Indexing API vs sitemap submission?

Sitemap is the batch low-priority pathway. The Indexing API is the real-time higher-priority pathway.

Automate URL Submission to Google Search Index API: A Step-by-Step Guide in Python

Updated May 2026. Refreshed Python script with proper exponential backoff, 429 rate-limit handling, and a section on what the Indexing API actually does in 2026 versus what people assume it does.

The Google Indexing API is one of those tools that looks more powerful than it actually is. Submitting URLs through it does not guarantee indexing. It puts them in a priority crawl queue. For time-sensitive content (job postings, event pages, breaking news) that is genuinely useful. For evergreen content it does very little that a clean sitemap would not. We are Osher Digital, a Brisbane-based AI and automation consultancy, and this is the working script and operational notes we use on our own site and on client SEO automation work.

This guide covers what the Google Indexing API actually does in 2026, when it is the right tool, the Google Indexing API Python code to use it cleanly (auth, rate limits, retry logic), and the alternatives for the cases where the API is not the right answer. The code below works against the current v3 endpoint as of May 2026 and uses the same Google Search Index endpoint you would hit from any language.

If you only need the script, jump to the section labelled “The Working Python Script” further down. If you want to understand why the script is structured the way it is, read straight through.

What the Google Indexing API Actually Does

Three sentences. The Google Indexing API takes a URL plus a notification type (URL_UPDATED or URL_DELETED) and tells Google that the URL has changed. Google then queues that URL for crawling at higher priority than the default sitemap-driven schedule. The API does not guarantee that the URL will be indexed, only that it will be queued for crawl.

What it explicitly does not do:

Index the URL directly. The crawler still has to visit and decide.
Override Google’s quality signals. A thin or duplicate page will not get indexed faster.
Work reliably for all content types. Officially it is for JobPosting and BroadcastEvent structured data. In practice it works for any URL but Google reserves the right to change that.
Replace your sitemap. The sitemap is still the primary path for the bulk of your URLs.
Help with re-ranking. The API affects crawl, not ranking.

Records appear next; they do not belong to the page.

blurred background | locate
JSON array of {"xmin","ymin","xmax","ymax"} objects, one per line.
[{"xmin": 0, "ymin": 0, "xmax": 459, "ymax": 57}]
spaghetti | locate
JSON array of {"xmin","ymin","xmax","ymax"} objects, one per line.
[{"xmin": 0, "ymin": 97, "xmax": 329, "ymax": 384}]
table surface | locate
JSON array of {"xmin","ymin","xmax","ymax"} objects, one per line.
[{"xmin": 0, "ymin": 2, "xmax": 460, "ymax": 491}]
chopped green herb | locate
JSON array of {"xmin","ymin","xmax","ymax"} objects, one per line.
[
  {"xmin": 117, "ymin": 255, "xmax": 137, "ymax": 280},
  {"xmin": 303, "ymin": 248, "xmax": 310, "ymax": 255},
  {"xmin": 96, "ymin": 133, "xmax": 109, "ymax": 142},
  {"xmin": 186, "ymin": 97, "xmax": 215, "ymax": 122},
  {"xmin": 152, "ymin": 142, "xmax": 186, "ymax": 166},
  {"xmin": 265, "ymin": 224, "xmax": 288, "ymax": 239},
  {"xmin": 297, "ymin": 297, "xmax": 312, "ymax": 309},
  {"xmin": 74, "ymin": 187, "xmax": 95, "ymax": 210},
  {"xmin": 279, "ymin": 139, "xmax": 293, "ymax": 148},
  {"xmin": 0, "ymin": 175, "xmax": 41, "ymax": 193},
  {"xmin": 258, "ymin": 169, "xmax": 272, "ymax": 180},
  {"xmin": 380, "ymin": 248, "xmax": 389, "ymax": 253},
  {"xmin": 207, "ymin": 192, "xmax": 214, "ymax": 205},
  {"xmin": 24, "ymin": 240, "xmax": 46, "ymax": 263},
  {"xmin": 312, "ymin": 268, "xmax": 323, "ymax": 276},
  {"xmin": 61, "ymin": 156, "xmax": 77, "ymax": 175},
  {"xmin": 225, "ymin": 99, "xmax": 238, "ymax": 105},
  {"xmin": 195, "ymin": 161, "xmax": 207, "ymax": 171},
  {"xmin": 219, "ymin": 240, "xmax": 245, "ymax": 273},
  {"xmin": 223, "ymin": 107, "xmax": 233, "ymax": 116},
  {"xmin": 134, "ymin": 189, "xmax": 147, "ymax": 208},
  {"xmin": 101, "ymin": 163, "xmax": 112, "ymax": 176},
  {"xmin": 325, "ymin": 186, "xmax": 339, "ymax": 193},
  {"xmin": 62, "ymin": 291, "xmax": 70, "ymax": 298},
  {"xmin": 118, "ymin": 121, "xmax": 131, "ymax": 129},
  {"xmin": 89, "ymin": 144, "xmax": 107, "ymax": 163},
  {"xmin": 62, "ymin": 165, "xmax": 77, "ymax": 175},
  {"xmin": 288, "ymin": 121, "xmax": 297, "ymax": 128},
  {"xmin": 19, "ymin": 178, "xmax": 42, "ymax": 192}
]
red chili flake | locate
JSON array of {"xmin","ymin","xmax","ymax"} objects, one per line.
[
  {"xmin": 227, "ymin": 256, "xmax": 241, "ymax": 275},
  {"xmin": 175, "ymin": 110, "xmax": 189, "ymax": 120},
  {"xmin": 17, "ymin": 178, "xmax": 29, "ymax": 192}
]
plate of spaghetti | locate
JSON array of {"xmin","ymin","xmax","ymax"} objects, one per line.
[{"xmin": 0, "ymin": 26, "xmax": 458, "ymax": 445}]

The most common misconception we see is that submitting a URL through the API guarantees indexing. It does not. We have seen plenty of URLs submitted via the API that never got indexed because the underlying page quality was thin. The API speeds up Google noticing the page. It cannot force Google to want it.

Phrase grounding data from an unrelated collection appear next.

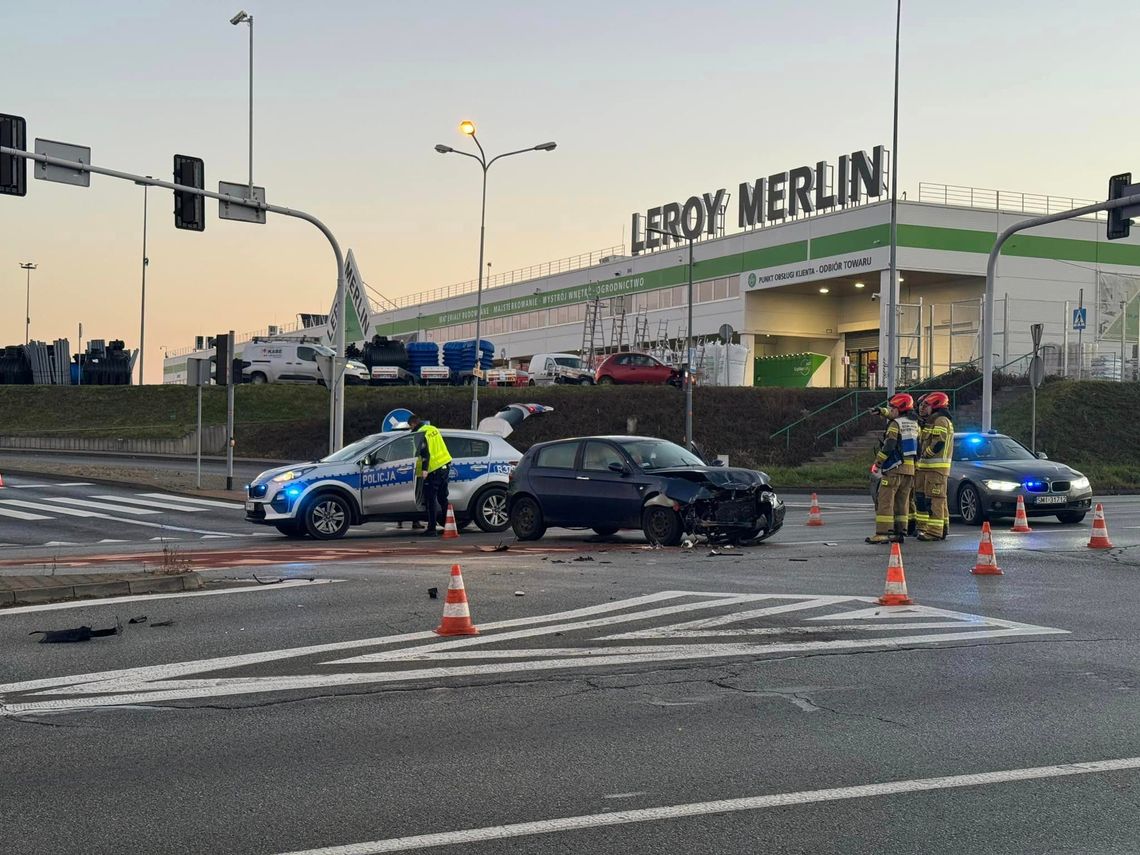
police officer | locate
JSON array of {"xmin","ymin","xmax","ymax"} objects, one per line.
[
  {"xmin": 408, "ymin": 413, "xmax": 453, "ymax": 537},
  {"xmin": 915, "ymin": 391, "xmax": 954, "ymax": 541},
  {"xmin": 866, "ymin": 393, "xmax": 920, "ymax": 544}
]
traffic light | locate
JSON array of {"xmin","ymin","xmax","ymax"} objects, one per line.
[
  {"xmin": 214, "ymin": 333, "xmax": 232, "ymax": 386},
  {"xmin": 173, "ymin": 154, "xmax": 205, "ymax": 231},
  {"xmin": 1108, "ymin": 172, "xmax": 1134, "ymax": 241},
  {"xmin": 0, "ymin": 113, "xmax": 27, "ymax": 197}
]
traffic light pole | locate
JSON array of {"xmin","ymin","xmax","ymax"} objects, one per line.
[
  {"xmin": 980, "ymin": 191, "xmax": 1140, "ymax": 432},
  {"xmin": 0, "ymin": 144, "xmax": 348, "ymax": 453}
]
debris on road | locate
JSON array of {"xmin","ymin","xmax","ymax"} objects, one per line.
[
  {"xmin": 253, "ymin": 575, "xmax": 316, "ymax": 585},
  {"xmin": 428, "ymin": 587, "xmax": 439, "ymax": 599},
  {"xmin": 514, "ymin": 590, "xmax": 525, "ymax": 597},
  {"xmin": 128, "ymin": 615, "xmax": 148, "ymax": 624},
  {"xmin": 150, "ymin": 620, "xmax": 175, "ymax": 628},
  {"xmin": 476, "ymin": 542, "xmax": 511, "ymax": 553},
  {"xmin": 573, "ymin": 555, "xmax": 595, "ymax": 562},
  {"xmin": 29, "ymin": 620, "xmax": 121, "ymax": 644}
]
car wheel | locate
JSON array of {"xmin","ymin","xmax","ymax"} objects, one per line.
[
  {"xmin": 472, "ymin": 486, "xmax": 510, "ymax": 532},
  {"xmin": 511, "ymin": 496, "xmax": 547, "ymax": 541},
  {"xmin": 598, "ymin": 376, "xmax": 614, "ymax": 385},
  {"xmin": 957, "ymin": 482, "xmax": 985, "ymax": 526},
  {"xmin": 642, "ymin": 506, "xmax": 683, "ymax": 547},
  {"xmin": 1056, "ymin": 511, "xmax": 1087, "ymax": 524},
  {"xmin": 274, "ymin": 521, "xmax": 308, "ymax": 539},
  {"xmin": 527, "ymin": 379, "xmax": 535, "ymax": 386},
  {"xmin": 591, "ymin": 526, "xmax": 619, "ymax": 536},
  {"xmin": 579, "ymin": 377, "xmax": 593, "ymax": 386},
  {"xmin": 250, "ymin": 372, "xmax": 268, "ymax": 384},
  {"xmin": 303, "ymin": 493, "xmax": 351, "ymax": 540}
]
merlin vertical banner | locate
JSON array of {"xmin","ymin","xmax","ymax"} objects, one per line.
[{"xmin": 326, "ymin": 248, "xmax": 372, "ymax": 347}]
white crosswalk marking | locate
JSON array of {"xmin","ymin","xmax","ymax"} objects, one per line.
[
  {"xmin": 137, "ymin": 493, "xmax": 244, "ymax": 510},
  {"xmin": 0, "ymin": 499, "xmax": 101, "ymax": 517},
  {"xmin": 0, "ymin": 506, "xmax": 52, "ymax": 521},
  {"xmin": 90, "ymin": 495, "xmax": 207, "ymax": 512},
  {"xmin": 41, "ymin": 497, "xmax": 161, "ymax": 516}
]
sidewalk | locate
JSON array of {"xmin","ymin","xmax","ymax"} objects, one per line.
[{"xmin": 0, "ymin": 572, "xmax": 202, "ymax": 606}]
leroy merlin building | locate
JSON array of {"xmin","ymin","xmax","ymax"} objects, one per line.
[{"xmin": 166, "ymin": 144, "xmax": 1140, "ymax": 386}]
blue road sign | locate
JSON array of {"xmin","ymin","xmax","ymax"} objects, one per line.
[
  {"xmin": 1073, "ymin": 307, "xmax": 1087, "ymax": 331},
  {"xmin": 382, "ymin": 408, "xmax": 414, "ymax": 432}
]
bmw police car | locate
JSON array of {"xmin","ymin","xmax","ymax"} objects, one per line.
[{"xmin": 245, "ymin": 429, "xmax": 525, "ymax": 539}]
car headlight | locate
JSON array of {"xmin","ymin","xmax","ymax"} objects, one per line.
[
  {"xmin": 271, "ymin": 467, "xmax": 314, "ymax": 483},
  {"xmin": 984, "ymin": 479, "xmax": 1021, "ymax": 492},
  {"xmin": 1071, "ymin": 476, "xmax": 1090, "ymax": 491}
]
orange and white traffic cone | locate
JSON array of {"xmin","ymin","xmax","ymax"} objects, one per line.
[
  {"xmin": 877, "ymin": 542, "xmax": 914, "ymax": 606},
  {"xmin": 971, "ymin": 521, "xmax": 1003, "ymax": 575},
  {"xmin": 434, "ymin": 564, "xmax": 479, "ymax": 636},
  {"xmin": 1087, "ymin": 503, "xmax": 1114, "ymax": 549},
  {"xmin": 1010, "ymin": 495, "xmax": 1032, "ymax": 533},
  {"xmin": 442, "ymin": 504, "xmax": 460, "ymax": 539},
  {"xmin": 0, "ymin": 472, "xmax": 5, "ymax": 488},
  {"xmin": 806, "ymin": 493, "xmax": 824, "ymax": 527}
]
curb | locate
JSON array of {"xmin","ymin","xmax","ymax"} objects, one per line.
[{"xmin": 1, "ymin": 573, "xmax": 203, "ymax": 607}]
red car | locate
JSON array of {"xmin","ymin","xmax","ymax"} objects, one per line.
[{"xmin": 594, "ymin": 352, "xmax": 681, "ymax": 386}]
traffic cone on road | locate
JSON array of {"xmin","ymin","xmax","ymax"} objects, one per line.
[
  {"xmin": 0, "ymin": 472, "xmax": 5, "ymax": 488},
  {"xmin": 434, "ymin": 564, "xmax": 479, "ymax": 636},
  {"xmin": 877, "ymin": 542, "xmax": 914, "ymax": 606},
  {"xmin": 1087, "ymin": 503, "xmax": 1114, "ymax": 549},
  {"xmin": 1010, "ymin": 495, "xmax": 1032, "ymax": 533},
  {"xmin": 971, "ymin": 522, "xmax": 1003, "ymax": 576},
  {"xmin": 806, "ymin": 493, "xmax": 824, "ymax": 526},
  {"xmin": 442, "ymin": 504, "xmax": 460, "ymax": 539}
]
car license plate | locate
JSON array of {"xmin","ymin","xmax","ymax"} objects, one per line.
[
  {"xmin": 245, "ymin": 501, "xmax": 257, "ymax": 511},
  {"xmin": 1035, "ymin": 495, "xmax": 1066, "ymax": 505}
]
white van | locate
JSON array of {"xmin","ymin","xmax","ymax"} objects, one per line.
[
  {"xmin": 526, "ymin": 352, "xmax": 594, "ymax": 385},
  {"xmin": 242, "ymin": 341, "xmax": 370, "ymax": 385}
]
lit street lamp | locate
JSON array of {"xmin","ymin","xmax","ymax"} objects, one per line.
[
  {"xmin": 645, "ymin": 226, "xmax": 695, "ymax": 452},
  {"xmin": 435, "ymin": 121, "xmax": 557, "ymax": 429},
  {"xmin": 19, "ymin": 261, "xmax": 36, "ymax": 345},
  {"xmin": 230, "ymin": 9, "xmax": 254, "ymax": 194}
]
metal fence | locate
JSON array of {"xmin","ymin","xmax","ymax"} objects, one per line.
[{"xmin": 917, "ymin": 182, "xmax": 1105, "ymax": 220}]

When the Google Indexing API Is the Right Tool

Three real use cases where the Google Indexing API earns its place.

Time-sensitive content with structured data. Job boards posting new roles, ticketing sites listing new events, news sites publishing breaking stories. These are the documented use cases and they work well. The API gets the page into the crawl queue within hours instead of days.

Large sitemaps where new URLs get buried. If your sitemap has 50,000 URLs and Google crawls 200 per day, new content can wait weeks to be picked up. The API jumps the queue. We have used this on a client e-commerce site with 80,000 product URLs where new products were waiting two weeks for first crawl. The API brought that to under six hours.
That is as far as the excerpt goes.